In my humble opinion, the Beis Shmuel would answer that there is a difference between the law of the slave who wishes to move to Eretz Yisroel and the law of the wife who wishes to move to Eretz Yisroel. The law of the slave is derived from the verse, “You shall not return a slave to his master,” which the Rambam and others count as one of the 613 Commandments. We do not look at the reason for the commandments, so this law applies at all times, even after the destruction of the Temple. The law of the wife, on the other hand, is a Rabbinic enactment based on the fact that it is a mitzvah to live in Eretz Yisroel – a mitzvah regarding which there are many disagreements and distinctions, depending on the circumstances, as I will explain, G-d willing, in Maamar Sheni.

That there is a difference between the slave and the wife is clear from the Responsa of the Ran, siman 38, who understands that the entire issue of forcing a spouse was only said regarding a divorced couple who are fighting over the kesuba, but when they are married, neither can force the other to move. This is clearly different from the slave, who can actually force his master to move to Eretz Yisroel or else set him free.

The other poskim disagree with the Ran and hold that one may force a spouse to move while married to him or her. But the foundation of this law is not a Torah law; rather the idea is that if he moves to Eretz Yisroel and she refuses to come along, she has the status of a “moredes” (a wife who refuses to have marital relations with her husband) – see Beis Shmuel 75:2. Now, the entire law of a moredes is a Rabbinic enactment, because in the eyes of the Torah, as long as they are married, they are obligated to one another. In the eyes of the Torah, the husband must support even if she refuses to come with him. So this is not similar to a slave who ran away to Eretz Yisroel, who goes out free by Torah law, based on the verse “You shall not return a slave to his master.” This is not a law that he may demand his freedom (like a wife who moves to Eretz Yisroel, who may demand a get). Rather, he is automatically free. According to the Ri (Rabbeinu Yitzchok of Tosafos) he is free already and he lacks only the document of freedom (which permits him to marry a Jewish woman). According to the Rambam, if the master refuses to free him the court may free him. This is explicit in the Gemara (Gittin 45a), and this is how the Beis Yosef rules in Yoreh Deah, end of 267.

One might be misled and think that the law of the slave is part of the same Rabbinic enactment as the law of the wife, based on the fact that the Gemara says, “No one can force the other to leave Eretz Yisroel – this comes to include a slave who ran away to Eretz Yisroel.” But this is not the case – the law of the slave is based on an explicit negative commandment.

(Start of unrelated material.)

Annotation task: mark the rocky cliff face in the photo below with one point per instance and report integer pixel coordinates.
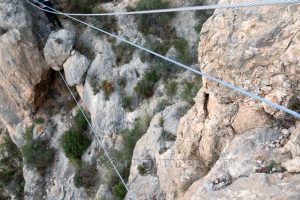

Rather, it is normal for a Mishnah to use all-inclusive words (such as hakol – “everyone” or “no one”) to allude to a similar law, even when the other law is based on a totally different reason. This occurs in many places in the Talmud. And here the laws of the slave and wife are especially similar since the Mishnah is talking in the times of the Temple, according to Rabbi Meir of Rothenberg, and at that time the law of the wife was equal to the law of the slave: she had the right to force her husband to come to Eretz Yisroel or divorce her, just as a slave has the right to force his master to move to Eretz Yisroel or free him. But it may very well be that after the time period discussed in the Mishnah the situation changed, such that the wife’s law is different from the slave’s.

In conclusion, we see that Mishnah about the husband and wife forcing each other is talking only in the time of the Temple.